Stephen Taub at Institutional Investor published an article this morning warning readers about the temptations of following hedge fund 13F filings. He basically makes three points - 1) positions widely held by hedge funds can lose money, 2) a manager's portfolio can change materially from his/her most recent filing, and 3) hedge funds can "hide" the fact they are accumulating a position by excluding the security from their filing.
I have spoken with Stephen on a couple of occasions and have a lot of respect for him and his work so I'm going to let readers of his article judge it on its own merits.
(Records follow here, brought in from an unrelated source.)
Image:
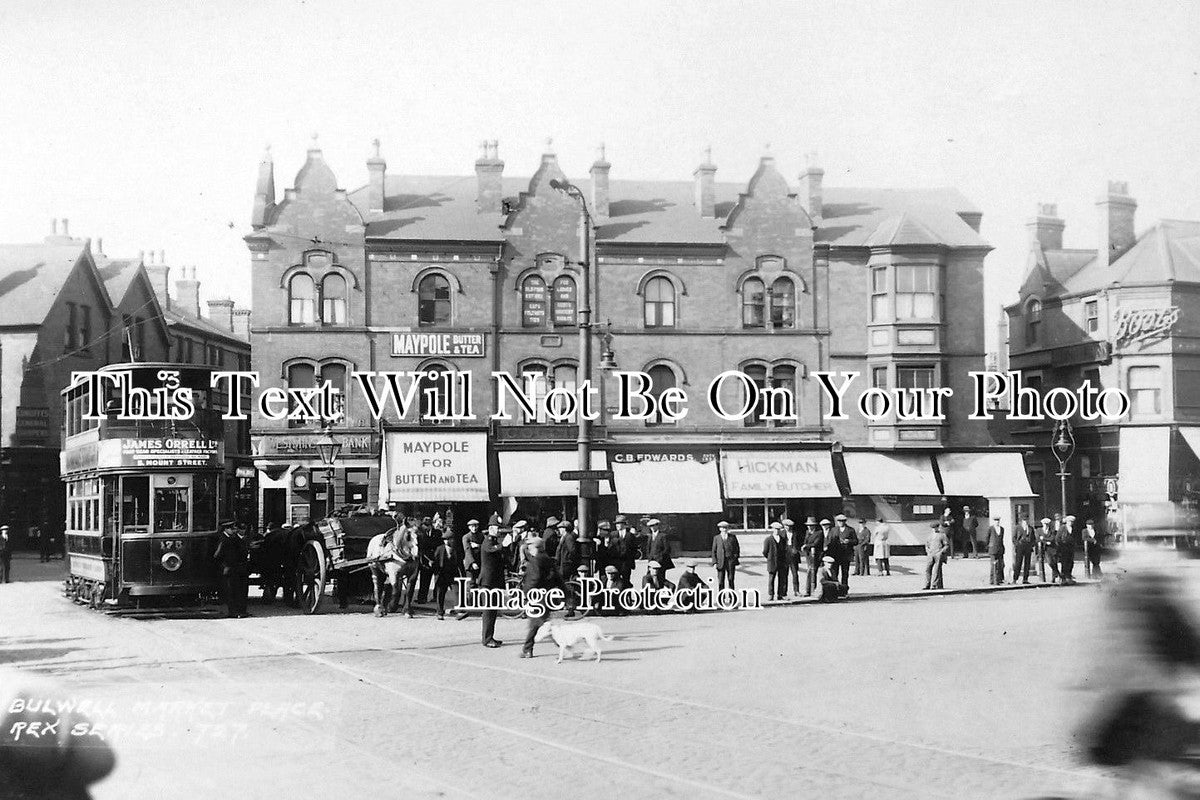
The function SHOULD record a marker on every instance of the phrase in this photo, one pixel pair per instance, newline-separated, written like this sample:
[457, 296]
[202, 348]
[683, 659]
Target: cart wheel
[312, 576]
[513, 583]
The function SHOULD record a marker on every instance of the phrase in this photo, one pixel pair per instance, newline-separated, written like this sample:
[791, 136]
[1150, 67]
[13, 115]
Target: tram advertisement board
[161, 451]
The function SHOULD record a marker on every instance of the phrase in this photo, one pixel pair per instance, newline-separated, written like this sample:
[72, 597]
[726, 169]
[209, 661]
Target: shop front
[765, 486]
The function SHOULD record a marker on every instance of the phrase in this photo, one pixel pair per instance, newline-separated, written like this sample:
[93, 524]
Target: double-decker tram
[142, 494]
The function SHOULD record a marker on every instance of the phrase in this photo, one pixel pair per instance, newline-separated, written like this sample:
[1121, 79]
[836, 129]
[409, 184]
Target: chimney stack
[489, 173]
[706, 187]
[377, 169]
[221, 313]
[811, 188]
[1047, 227]
[241, 323]
[1117, 234]
[600, 184]
[187, 293]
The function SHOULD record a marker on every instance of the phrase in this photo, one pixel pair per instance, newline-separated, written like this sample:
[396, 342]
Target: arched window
[533, 301]
[333, 299]
[431, 401]
[783, 304]
[301, 299]
[757, 376]
[300, 376]
[564, 301]
[433, 301]
[1032, 322]
[659, 302]
[335, 374]
[754, 304]
[663, 378]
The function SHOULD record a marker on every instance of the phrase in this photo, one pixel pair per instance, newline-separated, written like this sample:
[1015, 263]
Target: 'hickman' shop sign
[436, 467]
[461, 346]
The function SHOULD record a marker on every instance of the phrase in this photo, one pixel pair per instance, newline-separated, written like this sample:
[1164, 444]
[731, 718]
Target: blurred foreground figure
[47, 750]
[1146, 721]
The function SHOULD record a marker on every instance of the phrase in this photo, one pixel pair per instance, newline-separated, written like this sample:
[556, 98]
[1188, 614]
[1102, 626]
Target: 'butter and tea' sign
[461, 346]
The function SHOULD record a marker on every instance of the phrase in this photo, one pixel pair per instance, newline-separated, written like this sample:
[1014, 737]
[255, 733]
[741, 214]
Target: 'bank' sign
[461, 346]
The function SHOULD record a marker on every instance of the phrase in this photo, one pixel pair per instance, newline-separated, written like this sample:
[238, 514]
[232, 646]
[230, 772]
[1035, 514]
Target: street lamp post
[329, 449]
[583, 440]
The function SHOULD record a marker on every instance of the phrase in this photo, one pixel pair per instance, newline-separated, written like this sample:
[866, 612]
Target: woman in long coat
[881, 548]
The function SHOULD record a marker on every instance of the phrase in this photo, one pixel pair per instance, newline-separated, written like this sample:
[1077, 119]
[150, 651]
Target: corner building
[693, 278]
I've also written extensively about the criticisms that he highlights in his article. You can review our most recent article on the subject here. Finally and perhaps speaking the loudest to counter Steve's conclusions - I'd simply point to our actual performance across both managed accounts and exchange traded products.
To enlighten the discussion further, this is a good opportunity to update a key data point that is relevant to the discussion around 13F efficacy. We have often cited our own research that 2/3 of our single manager Top 10 Holdings clones have outperformed a passive broad market index over an extended period of time (since 2000). To be clear, the clone for each manager is long only and holds the manager's largest ten positions, rebalanced quarterly five days after the 45 day 13F filing window closes, equal weighted. To put this in context, Standard and Poor's in their periodic SPIVA Scorecard look at the proportion of active mutual funds that have outperformed their passive benchmark over a 3 and 5 year period by ANY amount. As of June 30, 2012 the SPIVA report shows:
- Only 10% of active mutual funds outperformed their benchmarks over a 1 year period.
- Only 26% outperformed over 3 years
- Only 23%, outperformed over 5 years
So we're saying that our clone portfolios are more likely to outperform the market than active mutual funds by a factor of 2 or 3 to 1. Is that still the case after incorporating 2011/2012 performance? See table below.
As you can see from the table above the metric still holds - 2/3 of clone portfolios outperform the market since 2000, 1/3 outperform by 4 percentage points annualized since 2000 (that's huge by any measure). If you're wondering who the 12 funds were that outperformed by 10 percentage points since 2000, that information is updated daily for our members on AlphaClone's Leaderboard. The list includes folks you've probably heard of like Appaloossa Management and SPO Advisory and many you likely haven't such as Marathon Asset Management and Advisory Research Inc. If there is an appropriate warning however, it is that when selecting managers to follow, you should beware to chase performance simply based on a manager's single clone over one start point and one end point.